From 8d6c51ee2867d99ca957d37a9198cd27c417b4f1 Mon Sep 17 00:00:00 2001
From: Mike Hamburg <mike@shiftleft.org>
Date: Sun, 17 Jan 2016 15:46:56 -0800
Subject: [PATCH] Separate API word size from arch word size.  This enables
 compiling a 32-bit arch on a 64-bit platform, eg NEON on AARCH64.  It's
 probably more useful for cross-platform testing, though.

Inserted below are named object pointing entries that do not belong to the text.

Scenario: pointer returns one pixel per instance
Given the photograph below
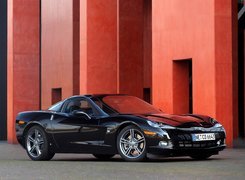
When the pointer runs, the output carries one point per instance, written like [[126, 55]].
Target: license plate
[[203, 137]]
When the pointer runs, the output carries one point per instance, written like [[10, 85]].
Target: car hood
[[182, 121]]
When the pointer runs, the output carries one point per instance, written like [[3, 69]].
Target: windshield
[[129, 105]]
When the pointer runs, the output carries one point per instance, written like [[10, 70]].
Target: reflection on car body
[[105, 125]]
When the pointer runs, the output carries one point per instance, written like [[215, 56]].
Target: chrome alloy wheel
[[132, 143], [35, 143]]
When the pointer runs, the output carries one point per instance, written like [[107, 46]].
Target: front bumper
[[180, 143], [184, 152]]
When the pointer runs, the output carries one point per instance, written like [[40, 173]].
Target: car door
[[74, 131]]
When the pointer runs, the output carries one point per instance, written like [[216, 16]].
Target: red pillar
[[98, 46], [131, 47], [23, 59], [178, 34], [226, 62], [59, 59]]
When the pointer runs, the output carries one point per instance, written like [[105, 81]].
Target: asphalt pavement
[[15, 164]]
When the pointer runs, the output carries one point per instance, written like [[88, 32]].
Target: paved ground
[[14, 164]]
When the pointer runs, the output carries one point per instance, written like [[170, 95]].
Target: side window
[[56, 107], [79, 105], [102, 106]]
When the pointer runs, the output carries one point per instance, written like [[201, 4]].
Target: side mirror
[[81, 114]]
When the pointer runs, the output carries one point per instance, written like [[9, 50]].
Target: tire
[[37, 144], [131, 144], [103, 156], [201, 156]]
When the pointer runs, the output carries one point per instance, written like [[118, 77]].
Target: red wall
[[23, 59], [57, 49], [131, 41], [200, 30], [98, 46]]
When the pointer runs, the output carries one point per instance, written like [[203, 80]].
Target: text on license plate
[[203, 137]]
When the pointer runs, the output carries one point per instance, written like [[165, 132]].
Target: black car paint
[[69, 133]]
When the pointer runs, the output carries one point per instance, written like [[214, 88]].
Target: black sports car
[[105, 125]]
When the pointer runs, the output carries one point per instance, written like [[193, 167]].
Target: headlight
[[159, 125], [153, 124], [218, 127]]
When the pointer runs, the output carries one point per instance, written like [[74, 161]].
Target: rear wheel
[[37, 144], [103, 156], [201, 156], [131, 144]]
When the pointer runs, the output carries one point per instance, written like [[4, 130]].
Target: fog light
[[163, 143], [218, 142]]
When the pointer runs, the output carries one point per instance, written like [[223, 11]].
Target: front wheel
[[37, 145], [131, 144]]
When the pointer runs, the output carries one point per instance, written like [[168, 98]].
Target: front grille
[[183, 139], [190, 144]]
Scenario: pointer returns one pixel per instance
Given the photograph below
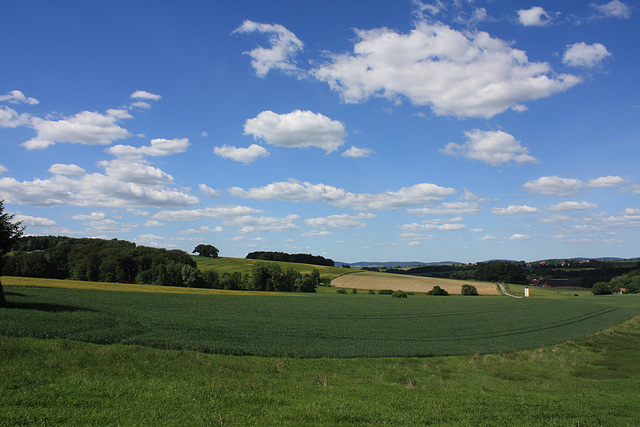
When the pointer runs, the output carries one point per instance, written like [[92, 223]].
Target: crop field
[[242, 265], [394, 282], [323, 325]]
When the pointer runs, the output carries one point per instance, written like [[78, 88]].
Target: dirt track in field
[[395, 282]]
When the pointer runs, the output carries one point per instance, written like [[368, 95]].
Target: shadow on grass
[[43, 306]]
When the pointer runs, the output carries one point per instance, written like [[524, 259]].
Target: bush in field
[[399, 294], [437, 290], [469, 290], [601, 288]]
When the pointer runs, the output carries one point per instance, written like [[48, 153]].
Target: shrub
[[469, 290], [437, 290]]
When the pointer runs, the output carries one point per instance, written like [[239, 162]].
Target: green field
[[320, 325]]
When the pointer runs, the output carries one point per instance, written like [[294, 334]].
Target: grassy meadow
[[80, 356]]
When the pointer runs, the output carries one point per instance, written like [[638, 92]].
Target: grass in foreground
[[589, 381]]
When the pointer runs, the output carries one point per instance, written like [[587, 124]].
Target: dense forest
[[119, 261], [284, 257]]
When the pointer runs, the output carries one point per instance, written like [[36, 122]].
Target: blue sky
[[387, 130]]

The breakdown is as follows:
* decaf_bool_t, decaf_word_t and decaf_error_t are as defined in the API.
* DECAF_WORD_BITS is the size of a decaf_word_t.
* decaf_word_t is used for scalars, so on every curve the scalar impls are the same
(i.e. they follow the API's word size).
* SC_LIMB macro always takes a 64-bit word.

* non-prefixed word_t, mask_t, etc are as defined by the per-curve arch.
* ARCH_WORD_BITS is the size of a word_t.
* word_t is used for gf elements, so the curves may have different guts.
---
 src/decaf.c                               | 125 +++++++++++++---------
 src/include/arch_32/arch_intrinsics.h     |   2 +-
 src/include/arch_arm_32/arch_intrinsics.h |   2 +-
 src/include/arch_neon/arch_intrinsics.h   |   2 +-
 src/include/arch_ref64/arch_intrinsics.h  |   2 +-
 src/include/arch_x86_64/arch_intrinsics.h |   2 +-
 src/include/word.h                        |  13 ++-
 src/public_include/decaf/common.h         |   4 +
 8 files changed, 92 insertions(+), 60 deletions(-)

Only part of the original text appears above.